The present invention is not limited to the above embodiment,
The present invention is appropriately modified and implemented within the scope of the present invention. For example, the number of segment electrodes and common electrodes of the liquid crystal panel is appropriately designed, and the wiring pattern of the circuit sheet, the number of TAB / LSI, and the like are designed accordingly. Further, the lock connector and the interface connector can be replaced by a connector having a function equivalent to these.

[0034]

As described above, the liquid crystal module of the present invention is flexible, ultra-light and ultra-thin. Further, conversion of a liquid crystal panel or a circuit sheet is easy.

[Brief description of the drawings]

FIG. 1 is an exploded perspective view showing a liquid crystal display using a liquid crystal module of the present invention.

FIG. 2 is an exploded perspective view showing a liquid crystal module according to one embodiment of the present invention.

FIG. 3 is a plan view showing a TAB-mounted flexible circuit sheet for driving a liquid crystal.

FIG. 4 is a plan view showing a TAB for driving a liquid crystal.

FIG. 5 is a plan view showing a wiring pattern on a front side of a circuit sheet.

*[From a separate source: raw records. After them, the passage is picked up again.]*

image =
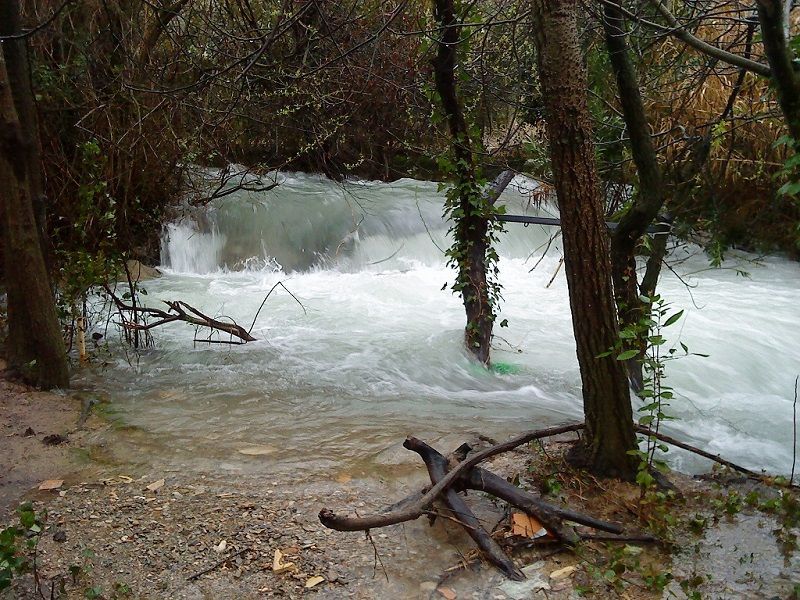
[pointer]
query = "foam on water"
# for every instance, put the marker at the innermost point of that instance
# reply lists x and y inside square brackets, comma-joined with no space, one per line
[379,353]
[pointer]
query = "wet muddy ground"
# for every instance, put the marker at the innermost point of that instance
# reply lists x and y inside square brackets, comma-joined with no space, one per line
[122,525]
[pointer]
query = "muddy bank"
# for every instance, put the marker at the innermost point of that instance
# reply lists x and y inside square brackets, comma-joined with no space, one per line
[125,525]
[43,436]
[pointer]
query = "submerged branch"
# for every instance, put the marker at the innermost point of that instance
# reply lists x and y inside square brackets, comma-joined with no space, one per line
[177,312]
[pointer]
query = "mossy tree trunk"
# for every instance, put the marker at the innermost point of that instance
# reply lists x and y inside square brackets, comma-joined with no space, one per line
[606,398]
[15,52]
[470,208]
[772,16]
[35,347]
[649,199]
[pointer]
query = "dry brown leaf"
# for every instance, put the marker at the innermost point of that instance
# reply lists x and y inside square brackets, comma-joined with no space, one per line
[526,526]
[257,450]
[278,566]
[156,485]
[312,581]
[51,484]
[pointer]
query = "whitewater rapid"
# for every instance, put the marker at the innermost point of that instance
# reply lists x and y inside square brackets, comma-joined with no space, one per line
[375,351]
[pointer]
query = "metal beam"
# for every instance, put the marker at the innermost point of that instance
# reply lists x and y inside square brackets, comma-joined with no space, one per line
[529,220]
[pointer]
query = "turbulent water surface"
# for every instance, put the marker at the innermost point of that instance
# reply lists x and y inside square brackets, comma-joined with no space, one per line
[377,354]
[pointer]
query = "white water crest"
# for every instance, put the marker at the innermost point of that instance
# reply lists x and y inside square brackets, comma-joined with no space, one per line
[378,354]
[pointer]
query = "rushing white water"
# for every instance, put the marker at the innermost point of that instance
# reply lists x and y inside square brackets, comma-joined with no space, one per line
[379,353]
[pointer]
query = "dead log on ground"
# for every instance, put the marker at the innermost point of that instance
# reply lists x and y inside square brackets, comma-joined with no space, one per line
[459,472]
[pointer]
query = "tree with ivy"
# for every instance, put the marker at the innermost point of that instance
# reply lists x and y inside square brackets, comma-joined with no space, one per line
[471,210]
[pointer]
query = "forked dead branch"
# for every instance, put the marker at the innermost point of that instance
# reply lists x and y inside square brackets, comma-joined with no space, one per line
[179,310]
[458,472]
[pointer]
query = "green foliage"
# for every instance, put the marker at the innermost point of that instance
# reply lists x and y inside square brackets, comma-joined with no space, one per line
[18,545]
[468,208]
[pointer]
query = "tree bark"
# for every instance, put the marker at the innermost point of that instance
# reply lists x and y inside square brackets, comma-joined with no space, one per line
[471,218]
[15,52]
[771,14]
[35,347]
[650,197]
[606,399]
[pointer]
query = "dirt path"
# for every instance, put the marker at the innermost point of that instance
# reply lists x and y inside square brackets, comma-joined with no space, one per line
[121,526]
[40,439]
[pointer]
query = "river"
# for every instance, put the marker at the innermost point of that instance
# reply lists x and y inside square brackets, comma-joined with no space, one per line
[375,352]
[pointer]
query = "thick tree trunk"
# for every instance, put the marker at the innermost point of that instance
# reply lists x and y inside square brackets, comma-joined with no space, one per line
[771,15]
[35,347]
[650,198]
[562,75]
[15,52]
[474,208]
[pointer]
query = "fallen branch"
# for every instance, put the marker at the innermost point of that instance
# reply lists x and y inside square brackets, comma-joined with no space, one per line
[177,312]
[679,444]
[437,469]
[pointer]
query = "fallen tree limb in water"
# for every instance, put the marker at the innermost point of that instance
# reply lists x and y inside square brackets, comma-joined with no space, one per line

FIG. 6 is a plan view showing a wiring pattern on the back side of a circuit sheet.

FIG. 7 is a plan view showing a thin substrate.

FIG. 8 is a diagram showing the overall connection state of the liquid crystal module.

[Explanation of symbols]

 DESCRIPTION OF SYMBOLS 1 ... Liquid crystal module 10 ... Liquid crystal panel unit 11 ... Liquid crystal panel 20 ... Circuit unit 21 ... Circuit sheet 50 ... Liquid crystal drive TAB 60 ... Thin board 61 ... Lock connector 62 ... Interface connector 80 ... Liquid crystal unit

Continuation of the front page (56) References JP-A-3-96921 (JP, A) Practical application Photograph of the contents of the specification and drawings attached to the application form of Japanese Patent Application No. 63-164569 (Japanese Utility Model Application No. 2-85473) Microfilm (JP, U) (58) Field surveyed (Int. Cl. ⁷ , DB name) G02F 1/1345

Claims (2)

(57) [Claims] 1. A matrix liquid crystal unit comprising a liquid crystal panel having liquid crystal sandwiched between two flexible plastic substrates and a flexible circuit sheet (FPC) on which a liquid crystal drive TAB is mounted; A connector connected to the electrode terminals of the sheet, and an interface connector connected to the electrode terminals of the external controller; a thin substrate formed by connecting these connectors by printed wiring; and And a liquid crystal module, wherein the liquid crystal module is formed by integrally superposing the thin substrate. 2. The liquid crystal module according to claim 1, wherein all of the liquid crystal driving TABs are mounted together on a plane of one flexible circuit sheet.